Trump: Saudi Arabia paid the US $1 billion for more troops. Pentagon: Eh, not quite.

College Football Playoff National Championship - Clemson v LSUPresident Donald Trump and first lady Melania Trump at the College Football Playoff national championship game in New Orleans on Monday. | Alika Jenner/Getty Images

Trump seemingly announced a major deal during his latest Fox News interview, but officials are walking it back.

During an interview on Laura Ingraham’s Fox News show Friday night, President Donald Trump made a stunning announcement: Saudi Arabia was paying the US $1 billion to send US troops to defend it from Iran.

“We’re sending more [troops] to Saudi Arabia, and Saudi Arabia is paying us for it,” Trump said. “I said, ‘Listen, you’re a very rich country. You want more troops? I’m going to send them to you, but you have to pay us.’ They’re paying us. They’ve already deposited $1 billion in the bank.”

Critics, including Rep. Justin Amash (I-MI), slammed the move, accusing Trump of using American troops as “paid mercenaries.” “He sells troops,” Amash tweeted.

On MSNBC, Rep. Barbara Lee (D-CA) raised the possibility that Trump deposited the Saudi money in a personal bank account and said the president is “selling our soldiers as mercenaries to foreign governments.”

“It’s outrageous,” Lee added. “He does not deserve to be the commander in chief of the United States of America.”

As is often the case when it comes to Trump, the details of this purported transaction with Saudi Arabia are murky. Ingraham didn’t ask any follow-up questions about it, and Trump didn’t offer any additional details.

Though the Pentagon did announce last October that it would send troops to Saudi Arabia to defend the country against Iran, there had been no reporting about Saudi Arabia financially compensating the US.

Trump’s comments immediately raised questions: Into which bank account did Saudi Arabia deposit the $1 billion? What exactly are US troops doing over there? And did this transaction even happen, or was the president just making stuff up?

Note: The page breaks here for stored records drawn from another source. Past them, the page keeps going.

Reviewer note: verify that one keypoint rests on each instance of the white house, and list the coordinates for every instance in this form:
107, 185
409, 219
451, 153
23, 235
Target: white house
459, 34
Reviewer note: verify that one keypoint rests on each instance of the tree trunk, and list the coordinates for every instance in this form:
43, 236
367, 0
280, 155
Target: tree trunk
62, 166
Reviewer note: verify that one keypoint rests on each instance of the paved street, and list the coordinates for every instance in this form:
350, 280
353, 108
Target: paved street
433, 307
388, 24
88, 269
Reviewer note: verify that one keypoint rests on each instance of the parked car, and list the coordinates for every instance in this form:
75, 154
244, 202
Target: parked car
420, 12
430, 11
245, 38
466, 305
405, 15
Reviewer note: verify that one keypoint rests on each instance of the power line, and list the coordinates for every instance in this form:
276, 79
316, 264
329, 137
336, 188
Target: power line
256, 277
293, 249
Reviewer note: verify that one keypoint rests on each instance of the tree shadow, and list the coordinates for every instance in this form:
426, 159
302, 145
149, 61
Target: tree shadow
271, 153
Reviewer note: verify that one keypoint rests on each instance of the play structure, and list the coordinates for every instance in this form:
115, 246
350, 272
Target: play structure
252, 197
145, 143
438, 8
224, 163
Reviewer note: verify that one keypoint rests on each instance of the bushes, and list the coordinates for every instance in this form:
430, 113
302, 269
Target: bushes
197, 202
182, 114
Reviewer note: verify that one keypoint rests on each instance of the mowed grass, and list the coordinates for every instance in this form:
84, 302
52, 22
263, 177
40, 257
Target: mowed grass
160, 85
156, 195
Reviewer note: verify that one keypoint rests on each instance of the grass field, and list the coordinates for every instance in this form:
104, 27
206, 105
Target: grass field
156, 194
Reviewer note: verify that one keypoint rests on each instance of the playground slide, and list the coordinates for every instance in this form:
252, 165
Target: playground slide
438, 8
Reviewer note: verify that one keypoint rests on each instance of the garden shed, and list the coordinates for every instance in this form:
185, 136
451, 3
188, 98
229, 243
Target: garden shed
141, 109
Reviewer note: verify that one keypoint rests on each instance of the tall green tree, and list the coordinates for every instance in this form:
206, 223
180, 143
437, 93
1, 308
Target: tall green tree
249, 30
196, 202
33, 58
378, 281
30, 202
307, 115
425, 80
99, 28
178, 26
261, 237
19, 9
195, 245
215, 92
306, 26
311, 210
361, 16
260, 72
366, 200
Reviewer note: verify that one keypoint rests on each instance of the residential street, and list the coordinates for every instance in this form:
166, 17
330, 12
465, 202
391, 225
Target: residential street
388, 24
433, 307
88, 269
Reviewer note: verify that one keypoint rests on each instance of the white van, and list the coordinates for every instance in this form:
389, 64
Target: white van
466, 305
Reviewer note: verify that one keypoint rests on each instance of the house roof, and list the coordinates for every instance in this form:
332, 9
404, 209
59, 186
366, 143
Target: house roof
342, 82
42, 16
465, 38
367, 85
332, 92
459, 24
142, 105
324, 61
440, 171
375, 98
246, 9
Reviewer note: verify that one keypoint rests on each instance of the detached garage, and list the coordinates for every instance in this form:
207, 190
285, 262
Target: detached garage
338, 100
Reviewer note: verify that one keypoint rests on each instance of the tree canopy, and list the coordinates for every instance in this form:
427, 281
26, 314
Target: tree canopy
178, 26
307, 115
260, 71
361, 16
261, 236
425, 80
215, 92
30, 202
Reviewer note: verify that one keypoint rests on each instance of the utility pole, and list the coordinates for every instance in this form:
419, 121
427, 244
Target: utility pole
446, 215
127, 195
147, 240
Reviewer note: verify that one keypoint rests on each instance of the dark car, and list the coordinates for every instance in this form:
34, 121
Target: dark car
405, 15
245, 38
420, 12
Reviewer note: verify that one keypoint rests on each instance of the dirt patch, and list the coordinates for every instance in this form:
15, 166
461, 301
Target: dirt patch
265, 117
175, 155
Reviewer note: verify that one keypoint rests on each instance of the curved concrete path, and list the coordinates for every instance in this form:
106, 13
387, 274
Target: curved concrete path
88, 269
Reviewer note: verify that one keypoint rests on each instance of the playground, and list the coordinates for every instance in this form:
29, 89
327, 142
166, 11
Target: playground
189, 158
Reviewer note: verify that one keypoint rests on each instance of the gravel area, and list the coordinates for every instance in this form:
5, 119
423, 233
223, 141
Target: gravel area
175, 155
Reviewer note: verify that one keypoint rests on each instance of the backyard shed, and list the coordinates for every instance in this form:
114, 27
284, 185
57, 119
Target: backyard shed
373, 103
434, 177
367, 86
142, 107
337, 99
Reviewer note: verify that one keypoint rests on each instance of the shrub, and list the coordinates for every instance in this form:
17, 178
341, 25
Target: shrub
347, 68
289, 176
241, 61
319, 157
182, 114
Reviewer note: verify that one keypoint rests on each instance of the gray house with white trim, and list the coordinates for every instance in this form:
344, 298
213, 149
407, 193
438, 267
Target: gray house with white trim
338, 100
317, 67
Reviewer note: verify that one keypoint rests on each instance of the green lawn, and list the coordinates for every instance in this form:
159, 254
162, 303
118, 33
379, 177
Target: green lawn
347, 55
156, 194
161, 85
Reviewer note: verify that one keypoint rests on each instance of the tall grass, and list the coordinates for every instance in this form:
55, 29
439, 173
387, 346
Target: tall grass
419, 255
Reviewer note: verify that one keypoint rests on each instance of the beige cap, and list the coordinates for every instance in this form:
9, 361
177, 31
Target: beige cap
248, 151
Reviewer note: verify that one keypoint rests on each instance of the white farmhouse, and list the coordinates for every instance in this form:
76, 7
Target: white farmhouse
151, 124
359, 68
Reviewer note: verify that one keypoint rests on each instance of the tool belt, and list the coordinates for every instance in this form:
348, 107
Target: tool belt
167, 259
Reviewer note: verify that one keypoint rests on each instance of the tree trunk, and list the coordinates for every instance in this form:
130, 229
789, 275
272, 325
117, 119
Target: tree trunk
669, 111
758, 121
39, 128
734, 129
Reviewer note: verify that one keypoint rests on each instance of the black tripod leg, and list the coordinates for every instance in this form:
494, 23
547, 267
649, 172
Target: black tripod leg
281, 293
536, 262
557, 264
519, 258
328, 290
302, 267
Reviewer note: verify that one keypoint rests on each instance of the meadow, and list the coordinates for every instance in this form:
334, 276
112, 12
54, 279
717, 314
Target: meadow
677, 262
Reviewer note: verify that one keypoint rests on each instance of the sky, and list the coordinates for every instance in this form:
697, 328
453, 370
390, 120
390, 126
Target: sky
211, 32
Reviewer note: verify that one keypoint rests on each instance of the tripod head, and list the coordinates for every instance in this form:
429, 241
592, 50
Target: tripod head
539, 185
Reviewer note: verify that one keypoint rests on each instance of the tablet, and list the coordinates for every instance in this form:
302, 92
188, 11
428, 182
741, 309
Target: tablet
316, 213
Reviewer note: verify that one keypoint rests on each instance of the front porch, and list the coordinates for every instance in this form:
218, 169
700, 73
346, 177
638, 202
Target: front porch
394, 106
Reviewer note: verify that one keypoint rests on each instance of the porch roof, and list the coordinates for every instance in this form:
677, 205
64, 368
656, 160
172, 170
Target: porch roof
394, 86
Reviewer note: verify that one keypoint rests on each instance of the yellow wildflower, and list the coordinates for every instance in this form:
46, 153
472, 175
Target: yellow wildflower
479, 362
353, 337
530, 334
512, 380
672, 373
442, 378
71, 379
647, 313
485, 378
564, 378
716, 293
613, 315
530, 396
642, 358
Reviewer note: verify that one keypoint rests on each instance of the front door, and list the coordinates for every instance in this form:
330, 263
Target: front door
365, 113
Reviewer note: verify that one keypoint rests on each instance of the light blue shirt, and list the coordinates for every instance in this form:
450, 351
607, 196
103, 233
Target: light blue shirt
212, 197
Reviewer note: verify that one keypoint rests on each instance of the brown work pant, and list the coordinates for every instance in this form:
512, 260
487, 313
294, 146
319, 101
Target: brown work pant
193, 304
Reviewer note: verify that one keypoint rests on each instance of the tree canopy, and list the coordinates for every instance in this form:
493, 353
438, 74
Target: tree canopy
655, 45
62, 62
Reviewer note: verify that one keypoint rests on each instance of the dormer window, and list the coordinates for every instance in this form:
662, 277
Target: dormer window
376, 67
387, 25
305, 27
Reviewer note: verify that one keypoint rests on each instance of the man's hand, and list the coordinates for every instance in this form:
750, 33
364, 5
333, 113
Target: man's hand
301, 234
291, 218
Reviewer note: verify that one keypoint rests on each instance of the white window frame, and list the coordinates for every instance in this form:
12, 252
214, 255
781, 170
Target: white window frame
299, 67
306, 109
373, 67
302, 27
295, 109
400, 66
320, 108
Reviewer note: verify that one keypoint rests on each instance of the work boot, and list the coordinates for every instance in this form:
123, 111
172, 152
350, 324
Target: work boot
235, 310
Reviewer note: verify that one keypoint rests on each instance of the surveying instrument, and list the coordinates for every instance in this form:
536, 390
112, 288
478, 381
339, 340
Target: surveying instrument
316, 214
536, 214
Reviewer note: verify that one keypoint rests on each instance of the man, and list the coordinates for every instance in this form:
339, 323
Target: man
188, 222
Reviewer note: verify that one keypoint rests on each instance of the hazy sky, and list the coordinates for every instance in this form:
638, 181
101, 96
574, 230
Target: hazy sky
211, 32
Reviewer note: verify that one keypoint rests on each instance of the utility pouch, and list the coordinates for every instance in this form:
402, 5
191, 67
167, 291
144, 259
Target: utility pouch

Days later, we’ve learned a bit more about what Trump was talking about. And it seems that the president, as he often does, was exaggerating.

In a statement to Vox, Pentagon spokesperson Cmdr. Rebecca Rebarich said, “The Department of Defense has engaged Saudi Arabia on contributing to US activities that support regional security and dissuade hostility and aggression.”

But the statement did not specify whether any sort of financial transaction took place — on the contrary, it said that “discussions are ongoing to formalize these contributions.”

Here’s Rebarich’s statement in full:

Consistent with the president’s guidance to increase partner burden-sharing, the Department of Defense has engaged Saudi Arabia on contributing to US activities that support regional security and dissuade hostility and aggression. The Saudi government has agreed to contribute to the costs of these activities, and discussions are ongoing to formalize these contributions. Contributions of this nature do not lead to the deployment of additional US forces, and they do not drive DoD to take on new missions or responsibilities.

“Discussions are ongoing” is quite different than Trump’s unequivocal claim that Saudi Arabia had “already deposited $1 billion in the bank.”

Trump’s comments came during an interview in which he bragged about war crimes, told blatant lies about the FBI, and said he feels no obligation to publicly detail the intelligence underpinning his decision to approve a military strike against an Iranian official that brought the country to the brink of war.

Any of those remarks from the mouth of the president would’ve likely generated a major scandal in a previous era. But three years in, Trump has normalized gaslighting and authoritarian rhetoric to such an extent that this interview with Ingraham barely registered as a blip on the news radar.

Sean Collins contributed reporting to this article.